Expected Outcome: You'll understand how threshold selection can dramatically improve model performance for specific use cases and learn to balance competing objectives through cost-sensitive decision making.

Builder's Insight¶

Threshold tuning is where machine learning meets real-world decision-making. While algorithms optimize mathematical objectives, the final classification decision should align with business goals and human values.

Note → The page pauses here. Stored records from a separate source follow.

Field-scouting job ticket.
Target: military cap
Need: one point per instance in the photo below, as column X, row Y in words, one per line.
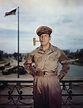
column 43, row 30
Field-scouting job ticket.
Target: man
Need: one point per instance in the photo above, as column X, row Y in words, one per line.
column 46, row 84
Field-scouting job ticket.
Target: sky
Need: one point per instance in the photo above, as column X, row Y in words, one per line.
column 65, row 17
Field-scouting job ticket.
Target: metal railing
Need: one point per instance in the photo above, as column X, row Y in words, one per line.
column 19, row 92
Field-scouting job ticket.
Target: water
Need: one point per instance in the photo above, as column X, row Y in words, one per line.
column 75, row 72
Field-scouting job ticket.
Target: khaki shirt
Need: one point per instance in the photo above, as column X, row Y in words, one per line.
column 49, row 60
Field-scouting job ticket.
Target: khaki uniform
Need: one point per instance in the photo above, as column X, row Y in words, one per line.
column 46, row 86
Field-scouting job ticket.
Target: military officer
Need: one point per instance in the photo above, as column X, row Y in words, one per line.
column 46, row 84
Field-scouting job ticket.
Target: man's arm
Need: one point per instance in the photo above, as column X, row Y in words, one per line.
column 65, row 65
column 28, row 65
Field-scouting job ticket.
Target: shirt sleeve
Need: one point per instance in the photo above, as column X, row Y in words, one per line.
column 65, row 65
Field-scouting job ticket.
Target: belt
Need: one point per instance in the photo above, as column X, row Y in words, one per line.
column 43, row 73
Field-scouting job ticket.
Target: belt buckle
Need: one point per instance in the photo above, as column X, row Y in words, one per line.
column 44, row 72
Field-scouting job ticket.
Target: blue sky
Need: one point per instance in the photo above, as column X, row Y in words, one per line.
column 65, row 17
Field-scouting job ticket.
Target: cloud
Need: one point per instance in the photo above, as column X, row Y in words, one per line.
column 65, row 17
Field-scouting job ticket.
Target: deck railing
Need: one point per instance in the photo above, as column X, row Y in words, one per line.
column 19, row 92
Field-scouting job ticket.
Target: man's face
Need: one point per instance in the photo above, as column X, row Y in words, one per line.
column 44, row 39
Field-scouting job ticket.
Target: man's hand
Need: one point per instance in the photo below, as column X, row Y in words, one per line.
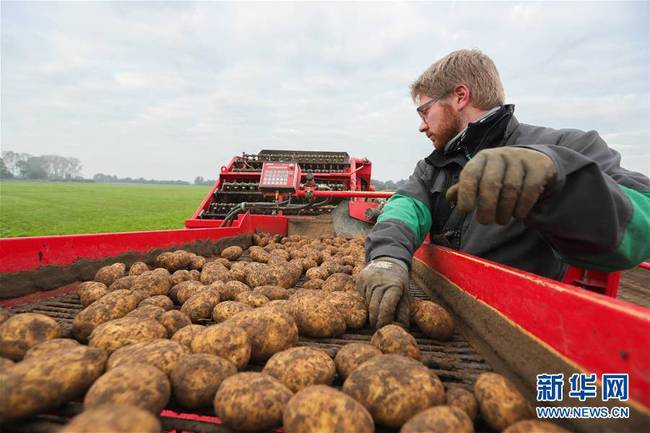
column 502, row 183
column 384, row 283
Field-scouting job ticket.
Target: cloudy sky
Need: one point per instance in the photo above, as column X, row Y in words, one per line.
column 174, row 90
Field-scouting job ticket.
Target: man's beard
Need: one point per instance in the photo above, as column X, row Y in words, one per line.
column 450, row 126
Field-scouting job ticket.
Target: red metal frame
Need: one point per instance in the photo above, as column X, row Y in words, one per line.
column 567, row 318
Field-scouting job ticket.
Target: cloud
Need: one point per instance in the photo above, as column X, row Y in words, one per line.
column 175, row 89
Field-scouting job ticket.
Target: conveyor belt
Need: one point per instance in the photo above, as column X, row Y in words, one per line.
column 454, row 361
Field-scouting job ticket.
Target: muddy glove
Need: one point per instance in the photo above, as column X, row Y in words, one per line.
column 503, row 182
column 384, row 283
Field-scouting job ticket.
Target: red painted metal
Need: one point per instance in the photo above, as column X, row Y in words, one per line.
column 600, row 334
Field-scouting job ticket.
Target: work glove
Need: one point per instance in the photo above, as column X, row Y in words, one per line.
column 503, row 183
column 384, row 284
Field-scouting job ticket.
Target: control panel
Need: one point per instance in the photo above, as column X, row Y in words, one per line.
column 279, row 176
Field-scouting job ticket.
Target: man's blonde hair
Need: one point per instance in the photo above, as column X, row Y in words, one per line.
column 469, row 67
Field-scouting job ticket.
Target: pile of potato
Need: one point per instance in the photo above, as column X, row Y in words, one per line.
column 187, row 328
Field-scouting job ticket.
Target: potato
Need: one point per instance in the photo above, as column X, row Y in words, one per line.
column 197, row 262
column 258, row 274
column 47, row 346
column 299, row 367
column 196, row 378
column 458, row 396
column 534, row 426
column 181, row 292
column 225, row 340
column 269, row 331
column 225, row 310
column 156, row 282
column 90, row 291
column 139, row 385
column 313, row 284
column 180, row 276
column 339, row 282
column 138, row 268
column 161, row 301
column 112, row 306
column 433, row 320
column 23, row 331
column 113, row 418
column 39, row 384
column 147, row 312
column 186, row 334
column 200, row 305
column 251, row 401
column 353, row 355
column 316, row 317
column 251, row 298
column 500, row 403
column 174, row 320
column 108, row 274
column 122, row 283
column 395, row 339
column 214, row 271
column 272, row 292
column 320, row 408
column 394, row 388
column 352, row 306
column 162, row 354
column 232, row 253
column 114, row 334
column 439, row 419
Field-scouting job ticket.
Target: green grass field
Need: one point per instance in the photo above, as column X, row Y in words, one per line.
column 57, row 208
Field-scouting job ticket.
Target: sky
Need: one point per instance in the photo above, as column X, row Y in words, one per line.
column 174, row 90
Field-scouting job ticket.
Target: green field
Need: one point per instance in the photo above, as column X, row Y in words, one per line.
column 57, row 208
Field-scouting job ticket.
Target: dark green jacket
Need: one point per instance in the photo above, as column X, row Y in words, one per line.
column 597, row 215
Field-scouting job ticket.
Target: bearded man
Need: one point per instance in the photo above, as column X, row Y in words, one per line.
column 530, row 197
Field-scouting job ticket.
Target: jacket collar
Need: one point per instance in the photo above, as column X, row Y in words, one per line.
column 490, row 130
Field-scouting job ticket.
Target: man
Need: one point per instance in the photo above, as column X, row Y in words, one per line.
column 529, row 197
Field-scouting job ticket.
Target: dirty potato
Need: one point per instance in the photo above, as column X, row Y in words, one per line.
column 162, row 354
column 108, row 274
column 352, row 306
column 395, row 339
column 458, row 396
column 433, row 320
column 174, row 320
column 90, row 291
column 316, row 317
column 47, row 346
column 186, row 334
column 196, row 378
column 394, row 388
column 320, row 408
column 139, row 385
column 232, row 253
column 353, row 355
column 225, row 340
column 40, row 383
column 500, row 403
column 161, row 301
column 339, row 282
column 117, row 333
column 269, row 331
column 200, row 305
column 299, row 367
column 22, row 331
column 534, row 426
column 113, row 418
column 225, row 310
column 251, row 298
column 439, row 419
column 251, row 401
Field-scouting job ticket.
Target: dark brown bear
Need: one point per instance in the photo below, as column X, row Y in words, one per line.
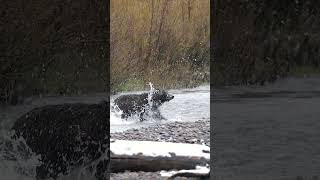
column 138, row 104
column 67, row 135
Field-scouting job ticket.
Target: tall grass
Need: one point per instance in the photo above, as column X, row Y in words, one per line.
column 163, row 41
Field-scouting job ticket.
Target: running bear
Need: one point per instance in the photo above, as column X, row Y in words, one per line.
column 140, row 103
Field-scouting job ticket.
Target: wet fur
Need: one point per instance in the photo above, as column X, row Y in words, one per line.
column 138, row 104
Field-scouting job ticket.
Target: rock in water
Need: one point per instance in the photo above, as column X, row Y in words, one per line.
column 67, row 135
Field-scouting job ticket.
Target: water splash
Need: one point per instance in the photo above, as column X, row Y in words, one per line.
column 151, row 94
column 17, row 161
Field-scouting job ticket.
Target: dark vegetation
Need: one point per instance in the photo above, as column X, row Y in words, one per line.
column 53, row 47
column 259, row 41
column 162, row 41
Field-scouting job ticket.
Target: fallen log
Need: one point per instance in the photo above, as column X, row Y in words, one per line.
column 150, row 156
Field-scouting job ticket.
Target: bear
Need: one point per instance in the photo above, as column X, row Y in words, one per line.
column 138, row 104
column 66, row 136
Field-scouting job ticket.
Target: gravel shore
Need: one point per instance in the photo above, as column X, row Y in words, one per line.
column 185, row 132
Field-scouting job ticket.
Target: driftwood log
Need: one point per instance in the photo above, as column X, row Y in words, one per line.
column 151, row 156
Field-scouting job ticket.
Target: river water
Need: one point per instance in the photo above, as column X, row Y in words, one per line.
column 270, row 132
column 18, row 162
column 187, row 105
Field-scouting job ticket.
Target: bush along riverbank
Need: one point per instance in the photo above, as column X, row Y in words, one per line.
column 164, row 42
column 258, row 42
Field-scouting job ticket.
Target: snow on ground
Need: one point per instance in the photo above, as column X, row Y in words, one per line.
column 153, row 148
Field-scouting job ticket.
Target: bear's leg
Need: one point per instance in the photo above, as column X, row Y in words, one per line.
column 102, row 170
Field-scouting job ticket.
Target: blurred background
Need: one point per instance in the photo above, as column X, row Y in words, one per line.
column 162, row 41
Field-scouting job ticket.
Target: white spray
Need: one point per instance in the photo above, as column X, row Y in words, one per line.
column 150, row 94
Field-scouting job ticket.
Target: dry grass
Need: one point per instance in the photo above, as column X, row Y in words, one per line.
column 163, row 41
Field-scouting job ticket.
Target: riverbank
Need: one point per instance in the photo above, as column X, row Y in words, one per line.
column 197, row 132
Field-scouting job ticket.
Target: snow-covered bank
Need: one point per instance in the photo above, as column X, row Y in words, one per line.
column 182, row 132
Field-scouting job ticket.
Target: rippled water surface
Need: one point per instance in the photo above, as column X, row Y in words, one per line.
column 269, row 132
column 18, row 162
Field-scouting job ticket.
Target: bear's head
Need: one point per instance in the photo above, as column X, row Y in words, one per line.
column 161, row 96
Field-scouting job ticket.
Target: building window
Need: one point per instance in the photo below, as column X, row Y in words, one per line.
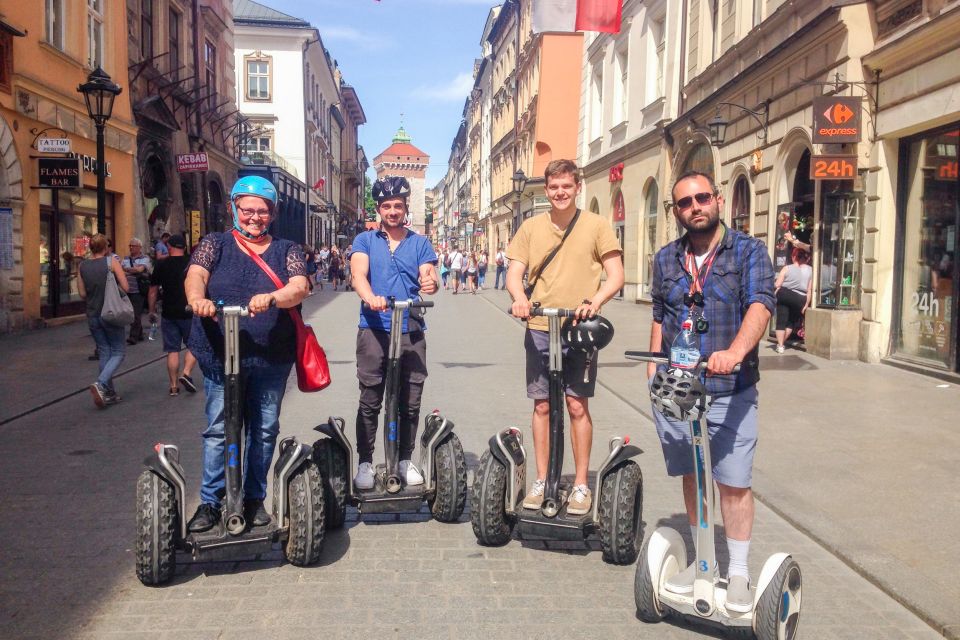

The default 0.5 threshold is a mathematical convenience, not a business requirement. By thoughtfully choosing thresholds, you can create models that are not just accurate, but truly useful—catching the diseases that matter, detecting the fraud that costs money, or moderating content in ways that respect human dignity.

Remember that threshold selection is a design choice, not a technical optimization. It requires understanding your users, your costs, and your ethical responsibilities. The best models don't just predict—they help make better decisions.